La lance va se briser sous son poids, et ne l’effleurera qu’à peine…*
La Dhampir était alors convaincue que Reikus était mort, mais ce dernier parvint cependant à se relever, poussant la carcasse de la bête. Muette de stupeur, la foule se mit à l’applaudir. Il était partiellement recouvert du sang de l’immense lion, et Rayne, incrédule, fixait cette scène.
*
Soit la lance était plus solide que ce que je croyais, soit… Non… Non, c’est ridicule, ça ne pouvait être que ça. Les Dieux se moquent des humains ! Ça ne peut être que ça !*
Le Cardinal s’avoua vaincu, confirmant encore une fois la théorie de la duchesse. Rayne ignorait toujours si cette dernière disait la vérité, mais, plus elle y pensait, et plus elle ne savait quoi croire. Tout était possible… Mais les sorts magiques du Cardinal étaient indiscutablement
non-élémentaires. Ce n’était pas des éclairs normaux, et ce n’était pas non plus de la magie noire. Et il avait bel et bien soigné quelqu’un hier… Seul quelqu’un ayant une âme pure pouvait le faire. Mais alors…
Qui ? Qui pouvait être l’Antéchrist ?
Elle n’eut pas le temps de se poser la question, car le Cardinal ordonna immédiatement qu’on la brûle. A cette idée, Reikus s’y opposa, brandissant sa lance, et Rayne continua à reprendre ses esprits. Outre des fantassins, il y avait aussi des archers, des arbalétriers, sans parler des Commodores du Cardinal, et de son pouvoir magique.
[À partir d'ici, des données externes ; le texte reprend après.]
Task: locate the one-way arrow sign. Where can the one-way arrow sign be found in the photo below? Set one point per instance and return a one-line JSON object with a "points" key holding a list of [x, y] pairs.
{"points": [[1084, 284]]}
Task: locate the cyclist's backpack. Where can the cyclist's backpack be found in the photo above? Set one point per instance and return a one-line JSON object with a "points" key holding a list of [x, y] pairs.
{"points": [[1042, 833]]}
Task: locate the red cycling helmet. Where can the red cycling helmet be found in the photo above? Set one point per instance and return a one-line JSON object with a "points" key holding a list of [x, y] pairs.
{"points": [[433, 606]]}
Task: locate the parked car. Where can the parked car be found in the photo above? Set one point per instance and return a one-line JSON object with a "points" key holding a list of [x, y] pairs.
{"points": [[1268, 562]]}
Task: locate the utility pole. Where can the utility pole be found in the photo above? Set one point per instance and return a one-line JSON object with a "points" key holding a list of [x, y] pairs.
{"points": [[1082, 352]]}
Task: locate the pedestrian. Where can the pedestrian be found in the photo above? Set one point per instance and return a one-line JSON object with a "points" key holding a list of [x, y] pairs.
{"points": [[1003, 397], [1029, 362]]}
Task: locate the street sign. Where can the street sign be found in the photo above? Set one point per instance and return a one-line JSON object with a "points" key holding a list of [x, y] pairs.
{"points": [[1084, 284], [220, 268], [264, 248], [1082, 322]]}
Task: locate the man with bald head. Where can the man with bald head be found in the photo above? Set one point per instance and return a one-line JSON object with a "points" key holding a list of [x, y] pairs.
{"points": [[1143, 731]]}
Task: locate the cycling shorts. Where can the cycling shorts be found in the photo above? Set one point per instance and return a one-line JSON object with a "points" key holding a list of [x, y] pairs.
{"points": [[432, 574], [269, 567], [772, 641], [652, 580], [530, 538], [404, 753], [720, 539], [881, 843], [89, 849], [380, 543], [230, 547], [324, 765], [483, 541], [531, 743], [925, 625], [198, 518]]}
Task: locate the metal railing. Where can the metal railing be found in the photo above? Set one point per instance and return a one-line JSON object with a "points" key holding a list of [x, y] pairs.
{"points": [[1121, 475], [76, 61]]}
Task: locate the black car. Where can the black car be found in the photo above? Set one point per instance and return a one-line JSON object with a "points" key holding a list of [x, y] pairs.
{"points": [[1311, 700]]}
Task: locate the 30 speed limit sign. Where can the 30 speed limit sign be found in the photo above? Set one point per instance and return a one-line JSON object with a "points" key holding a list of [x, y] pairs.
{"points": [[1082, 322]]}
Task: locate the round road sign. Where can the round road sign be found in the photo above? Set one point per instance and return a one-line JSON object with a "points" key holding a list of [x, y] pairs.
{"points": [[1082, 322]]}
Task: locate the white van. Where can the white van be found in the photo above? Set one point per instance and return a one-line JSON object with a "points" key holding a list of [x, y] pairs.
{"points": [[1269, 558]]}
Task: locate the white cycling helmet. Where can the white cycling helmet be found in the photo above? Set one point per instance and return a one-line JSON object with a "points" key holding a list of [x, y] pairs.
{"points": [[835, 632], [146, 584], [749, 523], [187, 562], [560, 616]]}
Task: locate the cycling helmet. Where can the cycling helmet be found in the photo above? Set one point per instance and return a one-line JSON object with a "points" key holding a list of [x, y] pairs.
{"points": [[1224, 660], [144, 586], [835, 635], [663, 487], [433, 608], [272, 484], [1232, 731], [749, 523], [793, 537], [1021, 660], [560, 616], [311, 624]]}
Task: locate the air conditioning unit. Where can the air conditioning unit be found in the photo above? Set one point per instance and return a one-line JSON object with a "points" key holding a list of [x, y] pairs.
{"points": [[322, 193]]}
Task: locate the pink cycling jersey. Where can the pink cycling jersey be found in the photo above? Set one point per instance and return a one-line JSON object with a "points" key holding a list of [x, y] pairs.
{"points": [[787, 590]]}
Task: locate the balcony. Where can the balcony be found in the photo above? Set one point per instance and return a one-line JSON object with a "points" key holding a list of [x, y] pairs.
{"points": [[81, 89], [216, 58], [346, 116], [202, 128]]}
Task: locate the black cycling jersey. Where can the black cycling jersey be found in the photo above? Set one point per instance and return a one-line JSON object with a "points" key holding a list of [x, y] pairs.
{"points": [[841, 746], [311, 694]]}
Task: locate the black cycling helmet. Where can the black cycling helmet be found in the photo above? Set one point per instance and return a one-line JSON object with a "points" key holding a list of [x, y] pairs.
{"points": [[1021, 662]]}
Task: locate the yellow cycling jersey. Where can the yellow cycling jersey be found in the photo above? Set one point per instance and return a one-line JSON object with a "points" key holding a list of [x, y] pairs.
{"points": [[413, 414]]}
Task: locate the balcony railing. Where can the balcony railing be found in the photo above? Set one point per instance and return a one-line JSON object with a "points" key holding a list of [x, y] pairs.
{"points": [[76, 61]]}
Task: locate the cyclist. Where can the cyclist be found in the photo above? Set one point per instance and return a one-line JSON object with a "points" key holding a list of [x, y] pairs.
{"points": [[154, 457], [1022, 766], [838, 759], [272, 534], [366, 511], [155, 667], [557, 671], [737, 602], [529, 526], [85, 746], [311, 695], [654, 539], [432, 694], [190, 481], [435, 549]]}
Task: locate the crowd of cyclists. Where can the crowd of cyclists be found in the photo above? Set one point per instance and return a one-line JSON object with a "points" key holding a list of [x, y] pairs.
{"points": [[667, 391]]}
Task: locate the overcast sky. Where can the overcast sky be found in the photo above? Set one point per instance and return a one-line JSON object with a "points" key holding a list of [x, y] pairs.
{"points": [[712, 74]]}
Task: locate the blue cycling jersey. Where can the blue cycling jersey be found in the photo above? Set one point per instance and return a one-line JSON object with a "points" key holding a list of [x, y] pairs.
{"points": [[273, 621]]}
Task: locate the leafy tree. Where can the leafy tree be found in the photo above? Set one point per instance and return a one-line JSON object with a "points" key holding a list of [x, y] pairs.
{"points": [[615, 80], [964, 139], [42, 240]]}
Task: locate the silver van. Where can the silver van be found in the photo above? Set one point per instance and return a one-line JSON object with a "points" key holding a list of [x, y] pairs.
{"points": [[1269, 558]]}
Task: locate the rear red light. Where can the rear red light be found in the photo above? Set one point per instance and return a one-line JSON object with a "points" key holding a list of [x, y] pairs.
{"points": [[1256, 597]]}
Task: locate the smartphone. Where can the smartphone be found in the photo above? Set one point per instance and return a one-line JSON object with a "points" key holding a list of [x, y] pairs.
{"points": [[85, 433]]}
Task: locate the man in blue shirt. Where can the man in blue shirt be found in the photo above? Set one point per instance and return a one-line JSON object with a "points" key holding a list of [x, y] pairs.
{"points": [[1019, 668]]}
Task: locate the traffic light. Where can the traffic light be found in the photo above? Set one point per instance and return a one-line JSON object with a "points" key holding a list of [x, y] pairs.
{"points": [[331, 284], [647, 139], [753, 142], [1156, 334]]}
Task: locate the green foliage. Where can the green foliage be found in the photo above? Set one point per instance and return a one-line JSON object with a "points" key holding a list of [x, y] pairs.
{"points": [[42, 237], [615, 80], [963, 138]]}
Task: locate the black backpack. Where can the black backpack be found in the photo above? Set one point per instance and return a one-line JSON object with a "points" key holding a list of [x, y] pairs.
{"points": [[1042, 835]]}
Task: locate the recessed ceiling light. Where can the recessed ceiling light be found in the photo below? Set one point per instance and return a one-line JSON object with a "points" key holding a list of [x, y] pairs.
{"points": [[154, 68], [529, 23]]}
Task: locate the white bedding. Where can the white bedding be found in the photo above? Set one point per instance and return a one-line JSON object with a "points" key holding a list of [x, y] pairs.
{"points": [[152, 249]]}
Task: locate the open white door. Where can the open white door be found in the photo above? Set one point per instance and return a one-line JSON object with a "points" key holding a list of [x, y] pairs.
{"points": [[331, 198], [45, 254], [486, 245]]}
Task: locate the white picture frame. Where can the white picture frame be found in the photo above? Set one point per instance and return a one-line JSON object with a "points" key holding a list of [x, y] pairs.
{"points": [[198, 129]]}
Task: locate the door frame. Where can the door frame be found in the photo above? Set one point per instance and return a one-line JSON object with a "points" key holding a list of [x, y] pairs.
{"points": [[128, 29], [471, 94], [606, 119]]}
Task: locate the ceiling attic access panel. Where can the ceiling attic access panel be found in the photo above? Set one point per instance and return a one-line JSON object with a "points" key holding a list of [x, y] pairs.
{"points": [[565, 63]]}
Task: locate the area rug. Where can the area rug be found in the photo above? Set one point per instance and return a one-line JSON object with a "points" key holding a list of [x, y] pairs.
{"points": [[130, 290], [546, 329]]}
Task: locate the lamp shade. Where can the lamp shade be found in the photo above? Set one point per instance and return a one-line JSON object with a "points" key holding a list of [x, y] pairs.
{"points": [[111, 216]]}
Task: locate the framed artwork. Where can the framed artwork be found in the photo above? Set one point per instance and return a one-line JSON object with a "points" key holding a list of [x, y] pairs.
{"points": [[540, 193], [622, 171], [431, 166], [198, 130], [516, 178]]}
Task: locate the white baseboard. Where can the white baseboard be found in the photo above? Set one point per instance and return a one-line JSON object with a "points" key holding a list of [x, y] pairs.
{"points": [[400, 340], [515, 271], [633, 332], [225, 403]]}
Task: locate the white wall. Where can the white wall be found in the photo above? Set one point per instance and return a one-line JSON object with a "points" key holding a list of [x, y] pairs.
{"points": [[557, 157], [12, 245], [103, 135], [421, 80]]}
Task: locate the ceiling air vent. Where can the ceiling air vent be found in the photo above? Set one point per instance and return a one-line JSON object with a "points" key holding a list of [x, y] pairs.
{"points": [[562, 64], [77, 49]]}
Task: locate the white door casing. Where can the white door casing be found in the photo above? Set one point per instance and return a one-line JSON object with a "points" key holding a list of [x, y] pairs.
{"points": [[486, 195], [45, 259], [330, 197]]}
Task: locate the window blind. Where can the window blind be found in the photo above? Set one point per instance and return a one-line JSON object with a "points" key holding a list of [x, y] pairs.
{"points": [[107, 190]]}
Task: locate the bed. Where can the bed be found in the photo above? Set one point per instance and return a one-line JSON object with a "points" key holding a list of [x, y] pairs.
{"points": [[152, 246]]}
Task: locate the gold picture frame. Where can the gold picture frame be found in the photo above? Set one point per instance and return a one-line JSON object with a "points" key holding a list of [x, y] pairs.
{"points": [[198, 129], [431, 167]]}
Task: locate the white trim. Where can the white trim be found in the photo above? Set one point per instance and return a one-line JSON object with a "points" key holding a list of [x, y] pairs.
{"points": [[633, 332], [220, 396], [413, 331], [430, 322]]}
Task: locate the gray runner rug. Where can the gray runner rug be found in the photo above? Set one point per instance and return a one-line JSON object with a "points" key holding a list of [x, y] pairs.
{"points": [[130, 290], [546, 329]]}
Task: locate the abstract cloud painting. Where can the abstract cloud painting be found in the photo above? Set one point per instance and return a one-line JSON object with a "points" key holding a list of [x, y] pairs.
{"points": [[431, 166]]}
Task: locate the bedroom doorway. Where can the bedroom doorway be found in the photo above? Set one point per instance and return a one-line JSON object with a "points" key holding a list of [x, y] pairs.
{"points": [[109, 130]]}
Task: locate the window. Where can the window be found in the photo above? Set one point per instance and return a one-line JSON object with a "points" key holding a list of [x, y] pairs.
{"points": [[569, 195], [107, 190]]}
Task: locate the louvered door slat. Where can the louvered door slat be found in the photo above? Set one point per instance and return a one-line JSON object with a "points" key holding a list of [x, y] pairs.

Rayne se racla la gorge, et parla d’une voix forte :
«
Il suffit, Reikus ! N’allez pas sacrifier votre vie pour moi ! Je n’en ai pas besoin ! -
Brûlez-là ! Que la justice divine s’accomplisse ! -
La justice divine s’accomplira, Cardinal, mais je ne suis pas celle que vous recherchez ! Des gens, j’en ai déjà tué, mais tous l’avaient mérité ! -
La langue du Serpent résonne sous de mélodieux accords dans les oreilles de l’Incroyant et du Maladroit, mais le Juste sait y discerner les accents de la peur et du mensonge. Tu ne duperas personne ! »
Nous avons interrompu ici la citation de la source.